Nizam Hamid: Die ETF-Branche hat von der Verlagerung auf Smart-Beta-Produkte profitiert, denn rein auf Marktkapitalisierung ausgerichtete Anlagen sind bereits sehr gut etabliert und bieten wenig Raum für Innovationen und Produktdifferenzierung. Die Anleger sind stets auf der Suche nach effizienteren, an das jeweilige Marktumfeld angepassten Lösungen. Alternativ gewichtete, als ETFs angebotene Strategien bieten für Investoren die breiteste Palette an neuartigen Lösungen.

Das Angebot von Smart Beta Produkten ist sehr vielfältig. Welche Strategie konnte Ihrer Meinung nach bisher am meisten überzeugen?

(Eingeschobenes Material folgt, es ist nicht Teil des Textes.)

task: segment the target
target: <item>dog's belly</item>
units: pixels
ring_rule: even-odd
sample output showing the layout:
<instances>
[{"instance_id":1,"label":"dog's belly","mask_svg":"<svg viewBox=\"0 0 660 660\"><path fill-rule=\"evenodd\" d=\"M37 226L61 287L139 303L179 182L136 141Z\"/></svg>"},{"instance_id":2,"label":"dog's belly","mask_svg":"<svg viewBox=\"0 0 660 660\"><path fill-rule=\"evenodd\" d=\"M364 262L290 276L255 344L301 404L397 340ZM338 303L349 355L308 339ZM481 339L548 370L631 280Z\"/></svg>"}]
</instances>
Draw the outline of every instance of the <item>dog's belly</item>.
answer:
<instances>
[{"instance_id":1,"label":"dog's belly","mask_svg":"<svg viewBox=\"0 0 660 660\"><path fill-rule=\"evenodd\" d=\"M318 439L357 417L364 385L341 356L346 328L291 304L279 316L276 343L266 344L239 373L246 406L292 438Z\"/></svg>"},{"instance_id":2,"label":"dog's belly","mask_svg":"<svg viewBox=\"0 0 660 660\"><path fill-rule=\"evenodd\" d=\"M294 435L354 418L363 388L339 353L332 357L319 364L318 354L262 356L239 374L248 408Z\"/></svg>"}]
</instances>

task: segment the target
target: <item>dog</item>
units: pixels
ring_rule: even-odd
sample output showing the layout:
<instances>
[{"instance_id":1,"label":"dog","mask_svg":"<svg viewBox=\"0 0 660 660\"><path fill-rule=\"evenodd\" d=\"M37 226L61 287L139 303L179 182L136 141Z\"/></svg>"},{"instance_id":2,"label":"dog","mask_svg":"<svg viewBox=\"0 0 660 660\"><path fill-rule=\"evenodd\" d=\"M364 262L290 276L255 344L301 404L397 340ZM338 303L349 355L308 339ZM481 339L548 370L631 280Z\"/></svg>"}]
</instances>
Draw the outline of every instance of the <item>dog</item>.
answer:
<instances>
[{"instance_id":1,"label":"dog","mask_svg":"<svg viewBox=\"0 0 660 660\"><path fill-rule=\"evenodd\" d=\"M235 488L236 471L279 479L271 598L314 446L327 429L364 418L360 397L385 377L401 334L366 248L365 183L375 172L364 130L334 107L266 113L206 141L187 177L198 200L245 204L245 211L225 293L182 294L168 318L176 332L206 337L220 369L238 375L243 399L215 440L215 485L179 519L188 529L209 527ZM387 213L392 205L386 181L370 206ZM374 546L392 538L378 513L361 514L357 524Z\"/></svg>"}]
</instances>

Im Aktienuniversum hat vor allem die seit Jahresbeginn deutlich erhöhte Volatilität dazu geführt, dass sich der Schwerpunkt auf defensivere Anlagen verlagert. Besonders deutlich wurde dies beispielsweise auf dem US-Aktienmarkt: Hier schnitt der US Equity Income ETF von WisdomTree im bisherigen Jahresverlauf um 8 % besser ab als der S&P 500. Dass US-Aktien mehr als 50 % der Benchmark des MSCI World ausmachen und Kunden in diesem Bereich häufig in erheblicher Grössenordnung investieren, ist ein wichtiger Beleg für die Tragfähigkeit defensiver, alternativ gewichteter Anlagestrategien.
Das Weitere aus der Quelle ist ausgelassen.